Perhaps he would change it—this summer on the trip to Mirinoi.

Syd was looking at him, blue eyes shining with warmth and caring. She had introduced him to her family… what if he were to return the favor? Would she be interested in that? He'd never thought of her as more than a friend, and didn't friends invite each other on trips? It made sense… he couldn't tell the future of anything, but there was only one way to find out.

He cleared his throat. "I'm planning a trip to Mirinoi this summer," he said slowly. "My aunt wants to catch up with some of her relatives and a lot of my aunt and uncle's old friends live there." He took a deep breath. "Maybe you'd like to come with us?"

"To Mirinoi?" Syd thought for a moment. "But what would I wear?"

He laughed. "Whatever you want. My aunt and uncle know all the bigwigs—you could probably get anywhere on the planet you wanted."

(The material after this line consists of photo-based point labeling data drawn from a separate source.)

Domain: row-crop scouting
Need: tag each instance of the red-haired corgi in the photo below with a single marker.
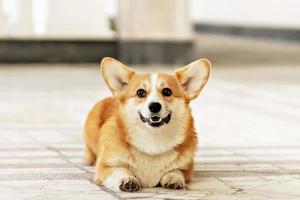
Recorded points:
(144, 135)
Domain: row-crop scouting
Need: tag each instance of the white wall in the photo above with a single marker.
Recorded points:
(259, 13)
(55, 18)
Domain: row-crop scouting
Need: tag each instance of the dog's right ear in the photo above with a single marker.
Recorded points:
(116, 75)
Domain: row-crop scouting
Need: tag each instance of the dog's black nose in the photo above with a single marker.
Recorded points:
(154, 107)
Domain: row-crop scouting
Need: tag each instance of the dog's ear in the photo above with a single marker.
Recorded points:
(193, 77)
(116, 75)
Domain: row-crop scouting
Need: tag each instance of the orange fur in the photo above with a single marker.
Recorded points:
(111, 137)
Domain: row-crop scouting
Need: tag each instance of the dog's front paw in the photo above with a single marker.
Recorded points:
(129, 184)
(173, 180)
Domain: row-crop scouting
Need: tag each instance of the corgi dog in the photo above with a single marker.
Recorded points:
(144, 135)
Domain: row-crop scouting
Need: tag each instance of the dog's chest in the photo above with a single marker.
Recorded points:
(150, 168)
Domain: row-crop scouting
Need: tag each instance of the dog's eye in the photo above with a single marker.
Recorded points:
(167, 92)
(141, 93)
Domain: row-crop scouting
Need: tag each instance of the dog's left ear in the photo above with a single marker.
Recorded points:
(116, 75)
(193, 77)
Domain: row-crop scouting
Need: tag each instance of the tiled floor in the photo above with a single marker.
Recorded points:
(248, 119)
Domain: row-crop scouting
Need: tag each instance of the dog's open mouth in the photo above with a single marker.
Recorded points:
(155, 121)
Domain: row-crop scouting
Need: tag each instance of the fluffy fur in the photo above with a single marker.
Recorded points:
(129, 153)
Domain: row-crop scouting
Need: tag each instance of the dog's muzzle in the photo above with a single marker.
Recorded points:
(155, 121)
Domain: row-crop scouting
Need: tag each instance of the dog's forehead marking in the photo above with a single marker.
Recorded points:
(154, 78)
(153, 96)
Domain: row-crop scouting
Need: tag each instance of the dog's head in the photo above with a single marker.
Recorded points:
(156, 99)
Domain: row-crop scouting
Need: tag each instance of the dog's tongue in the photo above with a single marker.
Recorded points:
(155, 119)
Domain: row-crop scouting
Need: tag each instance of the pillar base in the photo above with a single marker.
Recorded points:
(152, 52)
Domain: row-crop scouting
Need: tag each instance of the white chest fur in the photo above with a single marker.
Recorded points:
(150, 168)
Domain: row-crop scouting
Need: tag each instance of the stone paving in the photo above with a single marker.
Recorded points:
(248, 120)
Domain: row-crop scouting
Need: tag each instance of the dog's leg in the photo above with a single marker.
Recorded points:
(90, 157)
(173, 179)
(116, 178)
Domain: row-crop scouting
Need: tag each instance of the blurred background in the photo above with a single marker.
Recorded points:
(141, 32)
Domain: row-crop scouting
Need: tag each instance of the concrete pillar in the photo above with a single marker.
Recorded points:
(154, 31)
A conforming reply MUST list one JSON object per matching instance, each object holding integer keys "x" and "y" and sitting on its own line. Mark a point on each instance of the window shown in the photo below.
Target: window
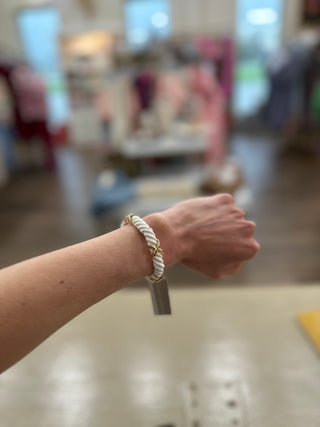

"I can't refuse that." She looked at him seriously. "Sky, I'd be honored to go with you." She threw her arms around his neck, giving him a bone-cracking hug. Awkwardly, he settled his arms around her waist, realizing he could get used to hugging her more often.

Later, as he drove home, he realized that his life and his place was here—on Earth… in Newtech City. He belonged here. Miracles might happen and he was willing to try… but, now, on Christmas Eve, he just wanted to be with the people who he knew loved him.

When it seems that we have lost our way,
We find ourselves again on Christmas Day.